Clarence Lexow (September 16, 1852 – December 31, 1910) was an American politician and member of the New York Senate from 1894 to 1898. He is best known for chairing the eponymous Lexow Committee, which investigated police corruption in New York City.

==Biography==
Lexow was born on September 16, 1852, in Brooklyn, New York (state). His father was Rudolph Lexow (1823–1909), who was born in Germany. His mother was born in England and had died prior to 1880. His siblings include: Charles K. Lexow (1850–1928) who was a lawyer in 1880; Allen Lexow (1855–?) who was a banker in 1880; and Rudolf Grant Lexow (1865–?).
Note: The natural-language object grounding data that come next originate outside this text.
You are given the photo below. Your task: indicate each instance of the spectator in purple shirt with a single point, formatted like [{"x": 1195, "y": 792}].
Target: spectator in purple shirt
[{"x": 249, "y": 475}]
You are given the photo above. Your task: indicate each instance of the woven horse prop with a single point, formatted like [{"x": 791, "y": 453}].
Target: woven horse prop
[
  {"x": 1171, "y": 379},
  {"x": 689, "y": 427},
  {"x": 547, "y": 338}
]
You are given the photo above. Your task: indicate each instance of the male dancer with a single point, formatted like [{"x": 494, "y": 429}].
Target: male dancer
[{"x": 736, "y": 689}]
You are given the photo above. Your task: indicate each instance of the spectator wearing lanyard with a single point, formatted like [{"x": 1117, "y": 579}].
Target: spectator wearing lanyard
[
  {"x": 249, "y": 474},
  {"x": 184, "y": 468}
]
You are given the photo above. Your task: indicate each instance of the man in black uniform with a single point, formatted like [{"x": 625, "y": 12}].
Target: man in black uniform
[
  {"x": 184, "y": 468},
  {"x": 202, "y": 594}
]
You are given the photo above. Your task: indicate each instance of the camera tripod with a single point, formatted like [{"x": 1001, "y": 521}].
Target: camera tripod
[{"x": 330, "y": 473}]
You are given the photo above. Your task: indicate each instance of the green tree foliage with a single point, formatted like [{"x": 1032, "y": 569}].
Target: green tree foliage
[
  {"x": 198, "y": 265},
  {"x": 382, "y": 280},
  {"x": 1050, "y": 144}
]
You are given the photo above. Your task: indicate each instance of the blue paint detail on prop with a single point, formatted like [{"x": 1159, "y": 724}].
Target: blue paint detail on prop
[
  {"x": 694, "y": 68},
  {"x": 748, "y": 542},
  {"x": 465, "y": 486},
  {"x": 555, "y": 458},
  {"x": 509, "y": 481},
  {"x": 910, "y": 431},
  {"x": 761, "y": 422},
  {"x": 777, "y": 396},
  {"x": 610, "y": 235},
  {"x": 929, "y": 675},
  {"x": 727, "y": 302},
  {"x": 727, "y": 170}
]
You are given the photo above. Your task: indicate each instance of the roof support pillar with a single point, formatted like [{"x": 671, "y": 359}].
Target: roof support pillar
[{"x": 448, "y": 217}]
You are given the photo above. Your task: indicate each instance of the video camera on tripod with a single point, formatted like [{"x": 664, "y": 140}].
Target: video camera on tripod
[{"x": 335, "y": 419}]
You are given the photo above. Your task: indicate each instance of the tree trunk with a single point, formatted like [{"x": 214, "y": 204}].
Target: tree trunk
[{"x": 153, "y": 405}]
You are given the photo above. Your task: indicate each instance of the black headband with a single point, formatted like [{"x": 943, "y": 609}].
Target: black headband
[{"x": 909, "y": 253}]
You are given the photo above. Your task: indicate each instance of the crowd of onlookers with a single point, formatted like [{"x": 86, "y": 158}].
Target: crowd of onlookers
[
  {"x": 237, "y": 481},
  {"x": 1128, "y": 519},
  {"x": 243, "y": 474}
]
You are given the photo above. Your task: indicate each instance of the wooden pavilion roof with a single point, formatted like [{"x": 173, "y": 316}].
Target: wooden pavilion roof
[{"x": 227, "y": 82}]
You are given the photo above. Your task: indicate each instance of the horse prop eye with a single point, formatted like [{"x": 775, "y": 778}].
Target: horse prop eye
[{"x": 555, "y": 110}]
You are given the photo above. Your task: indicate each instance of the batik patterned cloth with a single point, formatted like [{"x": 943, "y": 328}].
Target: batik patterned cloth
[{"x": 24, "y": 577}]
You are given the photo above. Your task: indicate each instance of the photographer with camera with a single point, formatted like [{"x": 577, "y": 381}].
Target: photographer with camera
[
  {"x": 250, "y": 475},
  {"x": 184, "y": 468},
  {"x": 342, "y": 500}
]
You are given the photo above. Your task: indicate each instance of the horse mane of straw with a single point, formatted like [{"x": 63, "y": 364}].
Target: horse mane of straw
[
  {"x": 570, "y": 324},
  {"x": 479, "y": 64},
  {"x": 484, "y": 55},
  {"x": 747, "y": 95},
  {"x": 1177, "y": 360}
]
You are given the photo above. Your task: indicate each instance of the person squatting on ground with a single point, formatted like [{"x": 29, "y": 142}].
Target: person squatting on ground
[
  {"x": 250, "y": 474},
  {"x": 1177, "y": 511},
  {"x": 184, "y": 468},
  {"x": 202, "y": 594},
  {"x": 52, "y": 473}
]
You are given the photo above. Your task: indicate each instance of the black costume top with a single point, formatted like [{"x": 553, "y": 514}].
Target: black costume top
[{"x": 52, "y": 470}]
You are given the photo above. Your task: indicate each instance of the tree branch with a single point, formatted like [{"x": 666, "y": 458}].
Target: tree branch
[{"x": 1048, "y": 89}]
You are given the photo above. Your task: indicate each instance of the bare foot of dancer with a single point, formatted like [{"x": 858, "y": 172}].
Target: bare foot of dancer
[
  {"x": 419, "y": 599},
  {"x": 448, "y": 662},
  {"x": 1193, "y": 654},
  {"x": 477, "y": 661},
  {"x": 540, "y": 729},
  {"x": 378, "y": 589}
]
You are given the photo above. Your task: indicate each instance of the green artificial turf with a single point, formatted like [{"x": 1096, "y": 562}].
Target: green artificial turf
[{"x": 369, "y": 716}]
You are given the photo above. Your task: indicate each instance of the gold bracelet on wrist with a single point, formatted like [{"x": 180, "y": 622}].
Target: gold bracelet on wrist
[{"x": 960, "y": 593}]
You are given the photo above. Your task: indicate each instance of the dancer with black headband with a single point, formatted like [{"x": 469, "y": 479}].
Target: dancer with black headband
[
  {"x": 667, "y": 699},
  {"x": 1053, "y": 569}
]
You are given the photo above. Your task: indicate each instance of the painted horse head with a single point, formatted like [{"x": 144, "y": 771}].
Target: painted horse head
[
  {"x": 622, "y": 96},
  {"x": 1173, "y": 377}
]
Lexow studied abroad and at the Columbia Law School, where he graduated in 1872. He was admitted to the bar and established his practice in New York City, where he had many German-American clients.
In 1880 Clarence was living in Clarkstown, Rockland County, New York with his parents, and he was already a lawyer. Rudolph Lexow his father was working as an editor. Clarence and Charles also appear as living in Manhattan in the Benedict Building at 79 Washington Place in New York City.

In 1882, Lexow became a resident of Nyack and was active in the Republican Party there. In 1890, he was an unsuccessful nominee for Congress. Though Lexow was unsuccessful, the majority for the Democratic victor was lower than had been usual.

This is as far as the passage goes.